Design and Kinematics of serial and parallel manipulator
The Kinematics of manipulators is investigated in term of Workspace, Inverse Kinematics and Path Planning. Both analysis and synthesis algorithms are studied and developed. Results of theoretical studies and numerical applications are used and checked by building prototypes of new devices, even for innovative applications.
Built prototype: CaPaMan (Cassino Parallel Manipulator), CaPaMan2, CaPaMan3, CaPaMan2bis, CaTraSys (Cassino Tracking System), CALOWI (Cassino Low-cost easy-operation cable driver parallel manipulator).
Performances evaluation of multi-body systems
Several models for stiffness and dynamic performance analysis of multi-body robotic systems have been developed. The purpose of these performance analyses can be the optimum design and improvements in the operation of existing systems. In addition experimental test have been carried out in order to validate the proposed models.
Mechanics and design of a legged walking robots
Human walking has been mimicked by developing mechanical designs for biped walking robots. A walking system is studied in term of Kinematics, Dynamics and Control by using low-cost mechanical design and easy control equipment. The walking mechanism is investigated for synthesis purposes by using Kinematics, Statics and Dynamics modelling. A low-cost solution for a mechanism of 1dof Chebysev-Pantograph leg has been designed. Moreover, a modular solution has been studied for anthropomorphic leg module for robot multi-leg applications
Built prototype: Anthropomorphic walker (EP-WaR Electropneumatic Walking Robot), Chebyshev-Pantograph leg, Anthropomorphic leg module, Cassino Hexapod Robot, Legged hybrid walkers.
Mechanics of manipulation and industrial robotizations
Mechanical aspects and manipulation programming of industrial robotization are studied with the aim to enhance existing industrial applications and to develop new manufacturing solutions. The Mechanics of robotized manipulations is investigated also with experimental simulations and with the development of suitable devices for end-effectors and measuring tests.
Mechatronic systems are studied and designed with the aim to enhance integration of electrical, electronics, pneumatic and mechanical systems. Operation and behavior of mechatronic systems and prototypes are investigated also by means of experimental tests.
Mechanics and design of mechanical grippers
The Mechanics of Grasp is studied referring to mechanical grippers and articulated fingers. The mechanical design of gripping mechanisms is investigated for analysis and synthesis purposes. Experimental tests on Mechanics of Grasp are carried out to verify modelling and design algorithms. Analytical formulation are deduced and studied for optimum synthesis of gripping mechanisms. The regulation of grasp force is investigated and designed with suitable solutions.
Built prototype: Gipper, Articulated finger, LARM HAND (a three-finger hand).
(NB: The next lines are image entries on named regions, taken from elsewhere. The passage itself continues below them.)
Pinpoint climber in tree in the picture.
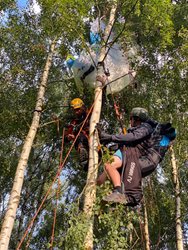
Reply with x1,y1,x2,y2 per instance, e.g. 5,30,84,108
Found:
65,98,90,171
97,107,176,206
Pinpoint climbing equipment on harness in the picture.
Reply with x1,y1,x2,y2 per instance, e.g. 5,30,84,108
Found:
131,107,148,121
70,98,84,109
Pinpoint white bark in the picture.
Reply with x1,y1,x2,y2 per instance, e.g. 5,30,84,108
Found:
84,3,117,250
170,146,183,250
0,41,55,250
143,199,150,250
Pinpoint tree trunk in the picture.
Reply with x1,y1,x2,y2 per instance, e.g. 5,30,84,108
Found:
0,38,56,250
170,146,183,250
84,3,117,250
143,199,150,250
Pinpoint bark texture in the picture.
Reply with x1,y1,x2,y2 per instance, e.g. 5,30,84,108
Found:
0,41,56,250
84,3,117,250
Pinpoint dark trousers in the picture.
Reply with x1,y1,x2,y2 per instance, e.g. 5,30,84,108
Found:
123,147,143,206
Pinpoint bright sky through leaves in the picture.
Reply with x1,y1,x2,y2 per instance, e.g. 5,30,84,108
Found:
17,0,27,8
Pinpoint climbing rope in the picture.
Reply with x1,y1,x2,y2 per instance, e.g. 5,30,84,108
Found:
50,128,65,250
16,86,105,250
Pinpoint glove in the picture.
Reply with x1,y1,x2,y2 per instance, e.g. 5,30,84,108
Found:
96,123,112,144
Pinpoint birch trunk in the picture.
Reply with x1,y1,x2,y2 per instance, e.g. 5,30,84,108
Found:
143,196,150,250
84,3,117,250
170,146,183,250
0,41,56,250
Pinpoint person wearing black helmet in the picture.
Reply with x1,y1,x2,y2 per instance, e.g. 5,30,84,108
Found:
97,107,174,206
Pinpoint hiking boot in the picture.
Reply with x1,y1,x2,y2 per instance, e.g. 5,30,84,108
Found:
103,190,127,204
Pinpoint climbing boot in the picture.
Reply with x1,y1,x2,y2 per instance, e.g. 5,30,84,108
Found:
103,190,127,204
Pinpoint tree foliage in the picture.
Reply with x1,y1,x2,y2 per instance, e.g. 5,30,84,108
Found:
0,0,188,249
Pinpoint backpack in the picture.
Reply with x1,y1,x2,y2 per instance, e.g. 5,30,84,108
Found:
139,123,176,177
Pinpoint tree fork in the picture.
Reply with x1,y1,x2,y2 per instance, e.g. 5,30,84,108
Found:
84,1,117,250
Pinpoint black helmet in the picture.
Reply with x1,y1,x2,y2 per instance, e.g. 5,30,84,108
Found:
131,107,148,121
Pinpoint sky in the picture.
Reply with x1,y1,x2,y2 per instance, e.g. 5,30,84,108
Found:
17,0,27,8
17,0,41,14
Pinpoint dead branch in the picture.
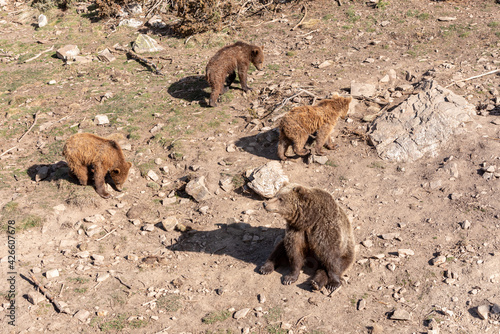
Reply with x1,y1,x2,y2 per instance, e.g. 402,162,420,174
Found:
24,45,54,63
0,146,17,157
17,110,40,143
292,5,307,31
29,273,67,313
115,46,163,75
444,69,500,88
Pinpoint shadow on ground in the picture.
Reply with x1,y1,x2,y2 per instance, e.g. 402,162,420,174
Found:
168,75,210,107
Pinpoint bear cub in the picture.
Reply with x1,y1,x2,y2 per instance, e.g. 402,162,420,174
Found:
259,184,355,293
63,133,132,198
278,93,352,160
205,42,264,107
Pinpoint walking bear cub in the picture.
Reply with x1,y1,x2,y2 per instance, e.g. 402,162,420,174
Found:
205,42,264,107
259,184,355,292
278,93,352,160
63,133,132,198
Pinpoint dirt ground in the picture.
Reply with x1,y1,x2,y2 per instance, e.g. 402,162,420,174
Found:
0,0,500,334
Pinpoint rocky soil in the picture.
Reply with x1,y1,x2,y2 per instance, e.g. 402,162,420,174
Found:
0,0,500,334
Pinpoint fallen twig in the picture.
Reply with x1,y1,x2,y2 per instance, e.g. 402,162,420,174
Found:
444,69,500,88
29,273,67,313
115,46,163,75
115,276,132,289
17,110,40,143
96,228,116,241
0,146,17,157
292,5,307,31
24,45,54,63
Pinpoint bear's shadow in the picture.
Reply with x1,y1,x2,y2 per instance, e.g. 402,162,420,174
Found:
167,75,210,107
26,161,118,191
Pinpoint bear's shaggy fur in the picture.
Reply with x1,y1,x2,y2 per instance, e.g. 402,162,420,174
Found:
259,184,355,292
205,42,264,107
63,133,132,198
278,93,352,160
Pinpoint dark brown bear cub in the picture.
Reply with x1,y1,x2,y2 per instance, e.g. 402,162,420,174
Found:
278,93,352,160
260,184,355,292
205,42,264,107
63,133,132,198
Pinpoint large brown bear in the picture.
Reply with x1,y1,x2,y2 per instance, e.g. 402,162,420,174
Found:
63,133,132,198
278,93,352,160
259,184,355,292
205,42,264,107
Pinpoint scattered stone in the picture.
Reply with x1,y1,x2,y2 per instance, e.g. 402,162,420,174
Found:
147,170,160,182
96,273,110,282
351,81,377,97
161,216,179,232
361,239,373,248
118,18,142,28
142,224,155,232
370,81,475,162
38,14,49,28
247,161,288,198
431,255,446,266
398,249,415,257
233,307,250,319
186,176,212,203
438,16,457,22
73,310,90,322
133,34,164,53
358,299,366,311
97,48,116,63
26,291,45,305
460,220,471,230
94,115,109,125
390,308,411,320
45,269,59,279
56,44,80,60
476,304,490,320
35,166,50,182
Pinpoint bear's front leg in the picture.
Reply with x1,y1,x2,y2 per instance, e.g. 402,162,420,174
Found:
259,241,286,275
94,166,111,198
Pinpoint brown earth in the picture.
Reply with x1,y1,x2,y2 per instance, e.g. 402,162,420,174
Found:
0,0,500,333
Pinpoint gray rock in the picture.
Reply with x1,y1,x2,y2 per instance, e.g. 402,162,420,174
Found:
186,176,212,202
35,166,50,182
118,18,142,28
368,81,475,162
133,34,164,53
233,307,250,319
94,115,109,125
56,44,80,60
247,161,288,198
161,216,178,231
476,304,490,320
97,48,116,63
351,81,377,97
390,308,411,320
73,310,90,322
38,14,48,28
219,175,234,192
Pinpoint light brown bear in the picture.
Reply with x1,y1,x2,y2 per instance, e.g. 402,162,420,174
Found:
63,133,132,198
205,42,264,107
259,184,355,292
278,93,352,160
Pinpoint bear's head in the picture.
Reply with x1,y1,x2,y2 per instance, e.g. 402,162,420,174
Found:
250,46,264,71
109,161,132,191
264,183,309,220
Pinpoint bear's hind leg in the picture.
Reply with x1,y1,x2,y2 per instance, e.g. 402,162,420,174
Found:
94,166,111,198
259,241,287,275
282,231,307,285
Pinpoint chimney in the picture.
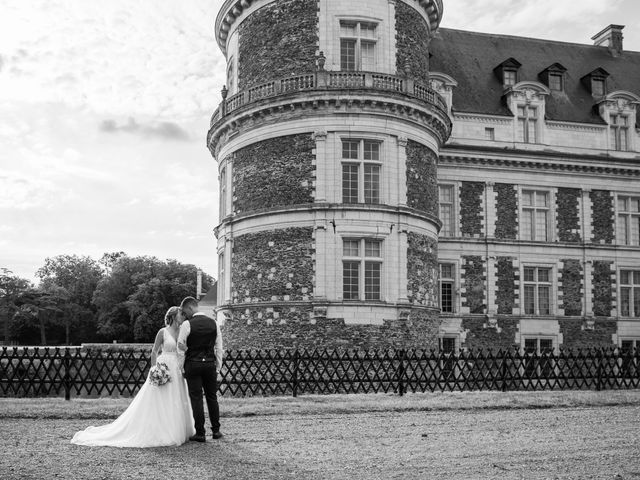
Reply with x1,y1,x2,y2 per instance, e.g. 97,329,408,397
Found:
591,24,624,57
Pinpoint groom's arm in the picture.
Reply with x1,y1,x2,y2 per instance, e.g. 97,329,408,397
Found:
216,322,223,373
178,321,191,372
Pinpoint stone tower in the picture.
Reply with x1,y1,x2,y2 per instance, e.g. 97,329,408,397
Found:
207,0,451,348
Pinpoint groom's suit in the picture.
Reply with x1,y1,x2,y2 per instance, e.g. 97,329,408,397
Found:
178,312,222,435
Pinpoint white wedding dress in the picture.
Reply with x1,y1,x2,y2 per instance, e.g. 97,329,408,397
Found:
71,328,196,447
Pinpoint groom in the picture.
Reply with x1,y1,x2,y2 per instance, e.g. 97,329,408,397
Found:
178,297,222,442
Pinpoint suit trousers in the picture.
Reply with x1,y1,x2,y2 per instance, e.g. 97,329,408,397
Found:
184,360,220,435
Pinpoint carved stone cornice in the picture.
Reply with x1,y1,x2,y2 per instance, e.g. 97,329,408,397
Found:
207,90,451,158
438,152,640,177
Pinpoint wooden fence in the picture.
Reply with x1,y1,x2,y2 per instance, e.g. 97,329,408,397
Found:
0,347,640,399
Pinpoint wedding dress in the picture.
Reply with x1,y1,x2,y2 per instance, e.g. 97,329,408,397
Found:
71,328,196,447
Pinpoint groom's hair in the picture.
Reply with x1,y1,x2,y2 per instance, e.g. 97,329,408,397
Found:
180,297,198,308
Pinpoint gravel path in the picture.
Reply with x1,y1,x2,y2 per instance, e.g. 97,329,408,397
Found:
0,406,640,480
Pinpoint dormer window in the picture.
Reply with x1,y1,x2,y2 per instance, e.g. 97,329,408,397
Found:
538,63,567,92
493,58,522,87
580,68,609,97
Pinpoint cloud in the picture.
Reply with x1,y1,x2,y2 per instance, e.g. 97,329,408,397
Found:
99,117,191,141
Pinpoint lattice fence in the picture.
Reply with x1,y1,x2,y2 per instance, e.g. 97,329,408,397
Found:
0,347,640,399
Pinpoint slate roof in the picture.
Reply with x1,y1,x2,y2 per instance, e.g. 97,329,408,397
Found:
430,28,640,124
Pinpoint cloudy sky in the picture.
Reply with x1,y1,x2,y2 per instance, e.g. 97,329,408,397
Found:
0,0,640,279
Analysis and design of mechanical systems for automation
Mechanical systems are studied with the aim to develop new solutions, optimum designs and operation improvements. Mechanical aspects are investigated through suitable modelling and formulation that are used for numerical simulations and design algorithms. The characterization of the systems can be validate by experimental tests.
Electropneumatic systems and force control
Automation is studied in term of electropneumatic equipment by developing analysis and design of components assembly and PLC programming. Specific interest is addressed to the study and development of innovative solutions for force control by using industrial components.
Mechanics and design of mechanical transmissions
Built prototype: Test-bed for Cam systems, test-bed for brake systems.